Collin Walcott


Collin Walcott was a North American musician known for working in jazz and world music.
He studied violin and tympani in his youth, and was a percussion student at Indiana University. Walcott became interested in traditional Indian music, studying sitar under Ravi Shankar and tabla under Alla Rakha. According to critic Scott Yanow of Allmusic, Walcott was "one of the first sitar players to play jazz." He came to prominence in the early 1970s due to work with Tony Scott, Miles Davis and the Paul Winter Consort. Several members of the Paul Winter ensemble, including Walcott, split off to form the group Oregon.
Walcott was killed in an automobile accident in East Germany during a 1984 Oregon concert tour. He was replaced by Trilok Gurtu.

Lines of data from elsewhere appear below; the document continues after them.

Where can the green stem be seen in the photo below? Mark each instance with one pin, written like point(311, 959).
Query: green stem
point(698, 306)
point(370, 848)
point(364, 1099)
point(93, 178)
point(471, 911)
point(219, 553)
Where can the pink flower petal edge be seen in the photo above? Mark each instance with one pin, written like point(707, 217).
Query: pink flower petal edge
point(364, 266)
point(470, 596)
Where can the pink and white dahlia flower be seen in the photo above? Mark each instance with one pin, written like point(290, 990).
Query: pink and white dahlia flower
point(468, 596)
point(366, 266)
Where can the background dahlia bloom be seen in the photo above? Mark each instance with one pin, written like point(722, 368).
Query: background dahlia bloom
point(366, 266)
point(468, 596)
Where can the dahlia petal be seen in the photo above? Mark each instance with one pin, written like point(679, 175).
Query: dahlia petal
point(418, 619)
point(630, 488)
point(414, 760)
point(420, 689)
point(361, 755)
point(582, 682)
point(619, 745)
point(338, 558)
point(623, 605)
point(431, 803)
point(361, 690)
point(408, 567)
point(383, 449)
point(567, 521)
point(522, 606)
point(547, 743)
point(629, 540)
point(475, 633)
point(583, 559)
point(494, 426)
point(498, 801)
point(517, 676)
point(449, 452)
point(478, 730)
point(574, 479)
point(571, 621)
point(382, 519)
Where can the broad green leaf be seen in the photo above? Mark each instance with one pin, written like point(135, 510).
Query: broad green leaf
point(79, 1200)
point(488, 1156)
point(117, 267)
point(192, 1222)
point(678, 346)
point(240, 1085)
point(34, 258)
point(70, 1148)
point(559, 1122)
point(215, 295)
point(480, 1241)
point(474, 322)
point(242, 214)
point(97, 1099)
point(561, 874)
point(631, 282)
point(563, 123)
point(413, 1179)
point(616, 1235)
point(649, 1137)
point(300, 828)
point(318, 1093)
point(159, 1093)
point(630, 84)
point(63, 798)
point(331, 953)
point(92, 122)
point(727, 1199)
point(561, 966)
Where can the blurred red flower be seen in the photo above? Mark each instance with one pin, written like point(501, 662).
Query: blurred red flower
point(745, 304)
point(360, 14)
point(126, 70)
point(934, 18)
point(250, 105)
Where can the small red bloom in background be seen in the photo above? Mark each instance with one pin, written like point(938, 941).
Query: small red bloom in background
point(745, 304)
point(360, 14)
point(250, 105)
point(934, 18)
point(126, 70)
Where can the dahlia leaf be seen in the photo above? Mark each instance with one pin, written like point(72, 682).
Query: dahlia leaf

Author David James Duncan wrote retrospectively in 1996 about an Oregon concert he attended in Cascade Head in his piece "My One Conversation with Collin Walcott". Duncan described Walcott as sitting "buddha-style" on stage, surrounded by instruments. Along with an electronic drum kit "to his north", Walcott "had five different tablas to his south, a sitar to his east and a bewildering semicircle of rattles, chimes, clackers, bells, whistles, finger-drums, triangles and unnameable noisemakers to his west. He was the first Western 'jazz' percussionist I'd ever seen sit flat on the floor like an East Indian."